Esce dall’auto. Avverte qualcosa alla mano: la solleva e la vede tremare. Respira. Decide di andare in direzione opposta, verso il cofano, lentamente, fissando il mare. Quelli che provengono ora dall’altro lato dell’auto sono grugniti. Gli viene in mente Abatantuono che parla di maiali mannari, ma forse non era così, forse sta mescolando il somaro mannaro e i maiali setolosi di Attila, ma no, c’era anche il maiallo mannaro: era un altro film? Viulentemente mia, forse? Si domanda perché ci sta pensando in questo momento quando un nuovo grugnito, vicinissimo, seguito da una nuova risata da iena lo gela. Lento ruota la testa a sinistra: ciò che vede al di sopra della sagoma del cofano è la parte posteriore di un corpo nudo, glabro e adiposo in modo anomalo, che muovendosi a quattro zampe sparisce al di là del volume dell’abitacolo.
Dario chiude gli occhi. Inspira, espira. Decide di aggirare di nuovo l’auto in senso opposto, mentre i grugniti e le risate da iena si fanno sempre più forti e ansimanti. Girando attorno alla macchina, attraverso i finestrini e poi il lunotto, scorge Anna in ginocchio sul sedile, di lato, con le mani appoggiate al finestrino e – presumibilmente, dato che non può vederne la testa – lo sguardo rivolto fuori, su qualcosa, su quella cosa che sta là fuori con lui, e che lui sta per vedere, ora, ora che svolta l’ultimo angolo.
E la vede: è una massa nuda, pallida e lucida alla luna; ha una forma che lì per lì Dario non sa decifrare: una creatura a tre zampe, la cui testa, priva di organi, è tutt’uno con le spalle; la creatura grugnisce rivolta verso il boschetto, disinteressandosi di Anna e dell’auto.
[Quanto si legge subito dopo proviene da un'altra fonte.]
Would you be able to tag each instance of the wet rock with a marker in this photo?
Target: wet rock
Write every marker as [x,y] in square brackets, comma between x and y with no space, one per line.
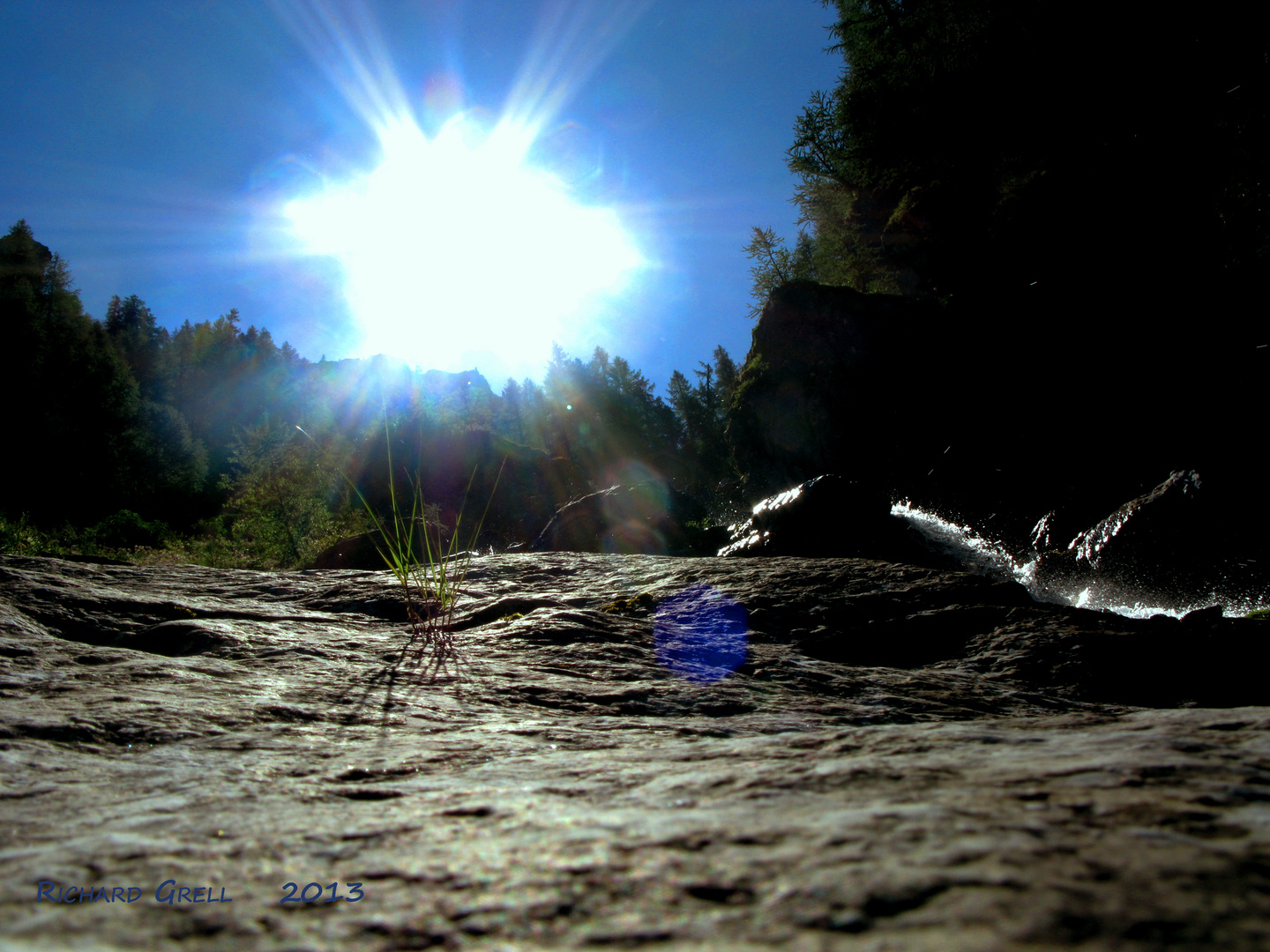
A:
[826,516]
[891,755]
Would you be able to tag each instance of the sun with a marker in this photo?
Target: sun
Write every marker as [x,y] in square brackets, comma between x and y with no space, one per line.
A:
[455,245]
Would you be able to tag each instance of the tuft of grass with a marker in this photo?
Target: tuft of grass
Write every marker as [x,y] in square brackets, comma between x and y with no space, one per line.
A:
[430,573]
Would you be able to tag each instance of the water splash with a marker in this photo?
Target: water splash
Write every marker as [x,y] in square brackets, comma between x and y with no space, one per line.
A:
[984,556]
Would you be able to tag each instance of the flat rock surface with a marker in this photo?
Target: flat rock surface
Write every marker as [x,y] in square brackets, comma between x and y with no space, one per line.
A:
[905,759]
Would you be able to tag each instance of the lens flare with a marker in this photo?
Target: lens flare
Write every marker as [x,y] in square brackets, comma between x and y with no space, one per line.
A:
[455,238]
[700,634]
[456,245]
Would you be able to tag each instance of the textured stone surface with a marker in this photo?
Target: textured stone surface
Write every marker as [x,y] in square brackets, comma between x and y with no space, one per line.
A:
[907,759]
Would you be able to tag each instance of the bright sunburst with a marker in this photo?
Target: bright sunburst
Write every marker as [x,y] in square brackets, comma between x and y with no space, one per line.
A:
[455,244]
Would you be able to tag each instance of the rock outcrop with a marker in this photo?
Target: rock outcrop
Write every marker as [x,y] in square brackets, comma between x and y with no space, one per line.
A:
[889,756]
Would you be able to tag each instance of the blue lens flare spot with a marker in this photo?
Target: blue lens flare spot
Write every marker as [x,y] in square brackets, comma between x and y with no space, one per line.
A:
[700,634]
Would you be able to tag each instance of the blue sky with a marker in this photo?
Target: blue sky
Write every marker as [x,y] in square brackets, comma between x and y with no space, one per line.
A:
[156,146]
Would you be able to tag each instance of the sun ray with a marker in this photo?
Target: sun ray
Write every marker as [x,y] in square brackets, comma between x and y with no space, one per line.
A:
[455,242]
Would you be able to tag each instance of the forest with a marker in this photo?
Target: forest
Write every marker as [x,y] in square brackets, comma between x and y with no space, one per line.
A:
[215,443]
[996,160]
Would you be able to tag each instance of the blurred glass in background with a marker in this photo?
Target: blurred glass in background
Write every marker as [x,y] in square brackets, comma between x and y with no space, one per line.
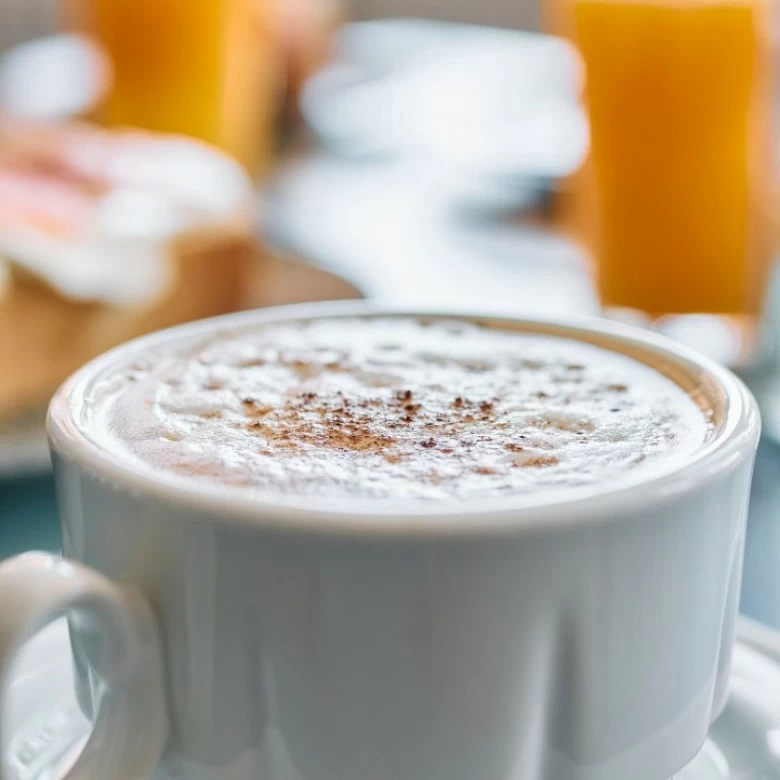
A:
[215,70]
[679,98]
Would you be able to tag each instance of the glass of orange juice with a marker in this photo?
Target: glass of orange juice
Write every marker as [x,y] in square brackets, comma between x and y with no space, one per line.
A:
[203,68]
[679,100]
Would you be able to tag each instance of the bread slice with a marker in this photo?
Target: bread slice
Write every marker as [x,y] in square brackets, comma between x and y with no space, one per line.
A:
[70,286]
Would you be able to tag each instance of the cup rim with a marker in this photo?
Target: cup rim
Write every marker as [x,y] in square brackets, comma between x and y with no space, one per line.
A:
[733,443]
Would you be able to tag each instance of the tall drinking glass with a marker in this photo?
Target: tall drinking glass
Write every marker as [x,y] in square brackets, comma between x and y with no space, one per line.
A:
[679,99]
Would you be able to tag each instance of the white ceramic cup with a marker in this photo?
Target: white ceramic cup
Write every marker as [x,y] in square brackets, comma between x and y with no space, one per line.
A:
[584,635]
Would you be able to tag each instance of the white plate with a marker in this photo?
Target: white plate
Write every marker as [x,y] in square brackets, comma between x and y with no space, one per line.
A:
[492,102]
[44,728]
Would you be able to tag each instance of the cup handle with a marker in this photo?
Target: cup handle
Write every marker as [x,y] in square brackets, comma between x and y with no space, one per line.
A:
[122,643]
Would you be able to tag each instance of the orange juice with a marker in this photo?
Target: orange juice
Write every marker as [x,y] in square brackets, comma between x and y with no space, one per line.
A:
[678,99]
[204,68]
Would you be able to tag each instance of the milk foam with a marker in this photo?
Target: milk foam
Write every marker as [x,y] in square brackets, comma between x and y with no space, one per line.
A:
[391,408]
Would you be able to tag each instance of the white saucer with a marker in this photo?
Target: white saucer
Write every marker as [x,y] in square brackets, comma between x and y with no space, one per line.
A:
[44,728]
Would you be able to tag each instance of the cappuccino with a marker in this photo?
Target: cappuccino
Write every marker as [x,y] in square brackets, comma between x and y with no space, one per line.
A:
[388,407]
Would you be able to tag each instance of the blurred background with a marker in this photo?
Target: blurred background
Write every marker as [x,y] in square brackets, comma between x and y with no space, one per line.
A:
[165,160]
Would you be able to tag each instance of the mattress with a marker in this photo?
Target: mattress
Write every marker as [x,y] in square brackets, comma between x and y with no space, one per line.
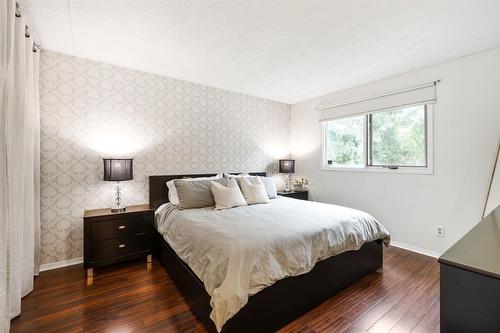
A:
[239,251]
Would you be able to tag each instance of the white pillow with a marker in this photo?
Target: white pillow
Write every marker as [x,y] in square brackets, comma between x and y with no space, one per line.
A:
[172,191]
[227,196]
[254,193]
[270,185]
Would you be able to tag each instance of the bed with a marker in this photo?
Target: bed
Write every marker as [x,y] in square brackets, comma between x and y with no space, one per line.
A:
[262,302]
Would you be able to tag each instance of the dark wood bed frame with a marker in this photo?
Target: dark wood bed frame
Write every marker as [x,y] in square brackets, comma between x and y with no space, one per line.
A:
[278,304]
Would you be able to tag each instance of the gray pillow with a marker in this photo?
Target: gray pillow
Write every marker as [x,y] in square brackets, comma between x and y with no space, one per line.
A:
[196,194]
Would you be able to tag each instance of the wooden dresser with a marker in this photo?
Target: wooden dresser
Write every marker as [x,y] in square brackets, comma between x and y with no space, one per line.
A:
[470,280]
[114,237]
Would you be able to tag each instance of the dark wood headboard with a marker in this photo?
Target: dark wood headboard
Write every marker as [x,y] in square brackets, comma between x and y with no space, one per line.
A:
[158,190]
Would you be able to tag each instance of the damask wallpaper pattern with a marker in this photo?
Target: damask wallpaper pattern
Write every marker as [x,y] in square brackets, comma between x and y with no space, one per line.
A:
[91,110]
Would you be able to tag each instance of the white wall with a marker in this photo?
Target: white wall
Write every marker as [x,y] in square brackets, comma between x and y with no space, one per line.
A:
[466,135]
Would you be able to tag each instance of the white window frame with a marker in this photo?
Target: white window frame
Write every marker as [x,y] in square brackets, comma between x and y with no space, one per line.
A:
[427,170]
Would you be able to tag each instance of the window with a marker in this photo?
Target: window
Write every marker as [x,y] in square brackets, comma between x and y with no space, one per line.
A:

Poi Dario capisce: la creatura va letta in senso inverso; è un essere umano, la testa, grande e calva, è dalla parte del finestrino, è rivolta verso Anna; solo che l’uomo non piega le ginocchia: ciò che prima a Dario era parsa la testa, perché è la parte più in alto, è in realtà il bacino; e sembrava avere tre zampe perché si regge davanti sul solo braccio sinistro, ed è solo ora che Dario vede la mano destra, oltre la pancia debordante, masturbare un pene massiccio e duro.
In quel momento l’uomo sembra avvertire la presenza di Dario e si volta verso di lui, lo guarda, smette di grugnire, e la sua fisionomia cambia: la bocca diventa enorme, gli occhi si sgranano, le sopracciglia divengono altissime e, con la mano ancora sul pene, inizia a urlare, un urlo di terrore e dolore, dritto, omogeneo, infinito, che non perde tono, durante il quale, nella testa di Dario, Abatantuono continua a ripetere “maiallo mannaro” “maiallo mannaro” “maiallo mannaro” mentre la coscienza di Dario gira attorno all’immagine che gli occhi di Dario stanno vedendo, gira come qualcosa che gira nel gorgo di un lavandino, fino a che non finisce nel buco, e allora la coscienza di Dario e l’immagine che Dario sta vedendo si congiungono, e Dario capisce che ha afferrato il concetto, e che ormai lo detiene senza tema di perderlo, il concetto che davvero il volto urlante che sta vedendo alla luce della luna è il volto di suo padre, che lo fissa urlando.